5.2. Structure and Scoring Logic

The questionnaire consists of 60 closed-form questions, each mapped to one of the 18 (plus one) technical debt types and assigned to a corresponding stakeholder (Organizer or Participant). All questions follow a binary response format:

YES—Best practice applied (reduces debt).
NO—Best practice not applied (adds debt).
I Don’t Know/I Don’t Answer—Indicates uncertainty (adds debt).
Not Applicable—Neutral, scored as zero.

Each item is internally assigned a severity weight from 1 to 5, based on its perceived importance in mitigating the relevant technical debt, as derived from our literature synthesis and thematic analysis (see Section 4). While respondents are not informed of the exact weights, the scoring logic operates as follows:

YES: reduces the total debt score, yields a negative value equal to the weight (−w).
NO or I Don’t Know/I Don’t Answer: increases the score, yields a positive value equal to the weight (+w).
Not Applicable: scored as zero (neutral).

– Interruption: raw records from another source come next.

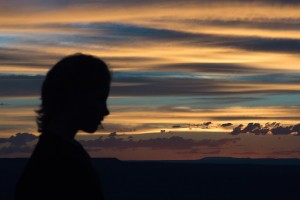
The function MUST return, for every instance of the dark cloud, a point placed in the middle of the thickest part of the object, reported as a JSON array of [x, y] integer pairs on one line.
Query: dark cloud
[[283, 24], [130, 34], [213, 68], [11, 57], [161, 84], [174, 142], [111, 34], [269, 128], [19, 139]]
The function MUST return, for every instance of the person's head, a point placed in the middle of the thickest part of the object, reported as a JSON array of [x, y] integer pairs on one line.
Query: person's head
[[75, 90]]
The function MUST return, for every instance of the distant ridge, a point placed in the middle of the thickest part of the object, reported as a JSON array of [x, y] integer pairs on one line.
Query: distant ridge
[[254, 161]]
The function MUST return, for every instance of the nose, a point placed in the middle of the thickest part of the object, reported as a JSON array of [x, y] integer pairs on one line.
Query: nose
[[104, 110]]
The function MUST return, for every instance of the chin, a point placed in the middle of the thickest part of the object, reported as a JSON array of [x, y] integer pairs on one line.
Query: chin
[[90, 129]]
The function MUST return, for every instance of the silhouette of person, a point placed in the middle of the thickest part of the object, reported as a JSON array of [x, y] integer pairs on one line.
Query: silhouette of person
[[73, 98]]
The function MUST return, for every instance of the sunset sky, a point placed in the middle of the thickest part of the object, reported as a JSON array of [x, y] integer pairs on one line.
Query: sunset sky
[[176, 66]]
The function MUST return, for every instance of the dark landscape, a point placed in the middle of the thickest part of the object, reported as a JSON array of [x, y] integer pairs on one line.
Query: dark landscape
[[209, 178]]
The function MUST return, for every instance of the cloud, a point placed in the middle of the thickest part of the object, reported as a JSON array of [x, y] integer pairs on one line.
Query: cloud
[[172, 143], [20, 85], [17, 144], [269, 128], [213, 68], [226, 125]]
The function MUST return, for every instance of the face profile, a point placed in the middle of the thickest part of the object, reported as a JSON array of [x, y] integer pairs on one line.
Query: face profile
[[74, 95], [73, 98]]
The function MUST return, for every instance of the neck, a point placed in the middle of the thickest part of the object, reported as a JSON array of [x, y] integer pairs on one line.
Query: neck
[[63, 128]]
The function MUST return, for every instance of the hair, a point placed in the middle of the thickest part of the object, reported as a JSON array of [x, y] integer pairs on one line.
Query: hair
[[74, 75]]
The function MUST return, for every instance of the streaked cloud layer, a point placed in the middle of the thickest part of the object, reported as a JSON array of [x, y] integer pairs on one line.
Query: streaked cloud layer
[[173, 62]]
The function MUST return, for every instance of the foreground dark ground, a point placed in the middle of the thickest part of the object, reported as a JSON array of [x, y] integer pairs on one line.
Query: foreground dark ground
[[204, 179]]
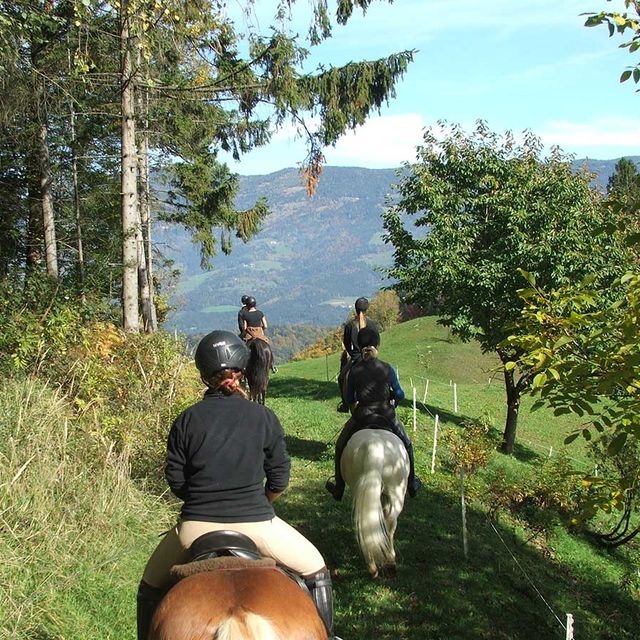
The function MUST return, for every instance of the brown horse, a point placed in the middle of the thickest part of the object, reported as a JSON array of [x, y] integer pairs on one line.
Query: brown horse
[[257, 371], [237, 604]]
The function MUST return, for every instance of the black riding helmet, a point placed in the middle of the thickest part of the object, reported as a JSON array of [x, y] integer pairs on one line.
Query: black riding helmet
[[362, 304], [220, 350], [368, 337]]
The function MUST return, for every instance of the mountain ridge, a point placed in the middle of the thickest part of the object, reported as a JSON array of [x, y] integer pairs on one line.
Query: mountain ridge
[[312, 257]]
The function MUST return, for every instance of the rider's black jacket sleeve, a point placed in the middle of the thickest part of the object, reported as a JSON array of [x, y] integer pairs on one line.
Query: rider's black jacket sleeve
[[221, 454]]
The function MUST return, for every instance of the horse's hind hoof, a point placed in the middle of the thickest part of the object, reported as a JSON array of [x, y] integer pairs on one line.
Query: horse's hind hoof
[[389, 571]]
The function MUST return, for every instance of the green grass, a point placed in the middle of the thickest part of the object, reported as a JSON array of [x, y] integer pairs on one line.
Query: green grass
[[75, 531], [437, 593]]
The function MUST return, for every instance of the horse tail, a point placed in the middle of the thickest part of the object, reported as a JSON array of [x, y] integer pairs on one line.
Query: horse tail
[[258, 368], [368, 516], [247, 626]]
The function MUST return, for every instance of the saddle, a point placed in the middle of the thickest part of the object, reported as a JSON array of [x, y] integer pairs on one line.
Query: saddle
[[226, 549], [369, 418]]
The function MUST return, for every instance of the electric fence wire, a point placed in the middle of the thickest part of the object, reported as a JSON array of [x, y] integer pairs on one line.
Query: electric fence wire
[[526, 575]]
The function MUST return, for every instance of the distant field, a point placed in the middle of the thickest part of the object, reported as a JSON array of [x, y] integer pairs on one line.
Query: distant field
[[516, 584]]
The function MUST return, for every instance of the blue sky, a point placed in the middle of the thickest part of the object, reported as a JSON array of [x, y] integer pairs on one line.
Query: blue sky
[[518, 64]]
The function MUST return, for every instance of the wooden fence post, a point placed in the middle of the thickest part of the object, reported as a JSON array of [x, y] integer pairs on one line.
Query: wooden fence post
[[569, 627], [415, 420], [465, 542], [435, 444]]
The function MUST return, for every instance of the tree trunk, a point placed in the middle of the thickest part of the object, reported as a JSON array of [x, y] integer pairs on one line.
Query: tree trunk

The cumulative score for each debt category is calculated by summing the individual item scores. This aggregated value reflects the perceived severity of the technical debt:

A total score ≤0 indicates low or no observable technical debt.
A score between 1 and 10 suggests moderate technical debt.
A score above 10 indicates significant technical debt accumulation, signaling a need for focused mitigation.

A positive total score reflects divergence from best practices, while a negative or near-zero score suggests alignment. This scoring system enables comparative analysis across stakeholder groups and debt types and supports longitudinal tracking of improvements over time.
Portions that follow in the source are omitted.